Il y a quelque chose sous mes doigts qui a une vraie texture. Un peu de désordre sur la table. Rien ici n'a besoin de mot de passe, rien ici n'a de notification, et rien ici ne va se mettre à jour pendant la nuit en une version légèrement pire de lui même. Mes mains savent ce qu'elles font un peu avant moi.

Tout ce que je fabrique ces temps ci est fait de pixels et disparaît quand l'écran s'éteint. Je n'avais pas remarqué que ça comptait jusqu'à ce que ça compte, et alors ça a compté énormément et d'un seul coup. Il y a une différence entre un travail qui laisse une trace et un travail qui ne laisse qu'un enregistrement, et je vis presque entièrement sur le second. Une journée entière de ça peut donner l'impression qu'il ne s'est rien passé, même quand il s'est passé beaucoup, parce qu'il n'y a rien debout dans la pièce ensuite pour le prouver. Je termine mes journées sans pouvoir montrer quoi que ce soit du doigt.

Fabriquer quelque chose de physique utilise une partie de moi que rien d'autre n'atteint. Ça n'a pas besoin d'être bon. Ça doit être réel et dans mes mains. La raison pour laquelle ça marche n'a rien de mystique. Mon attention reçoit enfin un endroit où aller qui n'est ni un écran ni mes propres pensées, et il se trouve qu'une grande part de ce que j'appelle du stress n'est que de l'attention sans endroit utile où se poser. Si on lui donne un travail, elle arrête de tourner.

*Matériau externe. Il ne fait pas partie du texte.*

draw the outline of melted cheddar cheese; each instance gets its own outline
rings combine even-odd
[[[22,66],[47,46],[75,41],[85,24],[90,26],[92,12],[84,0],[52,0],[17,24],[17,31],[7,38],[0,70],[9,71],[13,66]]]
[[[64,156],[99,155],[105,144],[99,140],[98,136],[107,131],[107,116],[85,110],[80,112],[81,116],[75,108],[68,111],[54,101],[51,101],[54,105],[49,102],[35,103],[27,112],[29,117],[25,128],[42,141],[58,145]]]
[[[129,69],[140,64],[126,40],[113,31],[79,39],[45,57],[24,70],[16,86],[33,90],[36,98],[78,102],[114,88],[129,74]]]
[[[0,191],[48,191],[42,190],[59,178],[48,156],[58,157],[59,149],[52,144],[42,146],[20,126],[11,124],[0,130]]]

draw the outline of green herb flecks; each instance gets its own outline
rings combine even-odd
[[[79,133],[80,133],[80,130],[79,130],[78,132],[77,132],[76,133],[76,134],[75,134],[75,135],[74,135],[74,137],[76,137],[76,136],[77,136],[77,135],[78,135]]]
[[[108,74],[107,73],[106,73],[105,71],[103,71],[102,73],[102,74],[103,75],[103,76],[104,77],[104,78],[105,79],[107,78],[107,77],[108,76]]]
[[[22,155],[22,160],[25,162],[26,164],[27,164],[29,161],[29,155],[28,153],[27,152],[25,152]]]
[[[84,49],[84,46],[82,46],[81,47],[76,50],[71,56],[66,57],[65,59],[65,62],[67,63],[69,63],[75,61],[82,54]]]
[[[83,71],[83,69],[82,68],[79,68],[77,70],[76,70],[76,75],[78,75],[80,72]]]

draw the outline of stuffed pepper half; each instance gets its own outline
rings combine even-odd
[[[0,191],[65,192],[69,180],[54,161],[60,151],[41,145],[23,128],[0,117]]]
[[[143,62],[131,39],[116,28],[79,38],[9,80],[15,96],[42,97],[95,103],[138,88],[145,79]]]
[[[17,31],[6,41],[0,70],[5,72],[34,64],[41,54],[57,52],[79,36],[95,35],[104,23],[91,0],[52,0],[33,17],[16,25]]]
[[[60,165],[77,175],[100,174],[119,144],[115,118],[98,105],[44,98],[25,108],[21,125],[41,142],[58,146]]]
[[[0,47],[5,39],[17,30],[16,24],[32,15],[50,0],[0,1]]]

Alors je donne vingt minutes à quelque chose de physique, sans le moindre écran à proximité. N'importe quoi qui se trouve sous la main compte. Du pain, une plante, un objet cassé, un crayon, un mur à peindre. Le critère n'est pas la qualité et ce n'est pas l'utilité. Le critère, c'est que ça existe dans la pièce quand j'en ai fini.

Quelque chose existe qui n'existait pas ce matin, et c'est moi qui l'ai fait. C'est une bonne façon de finir une journée.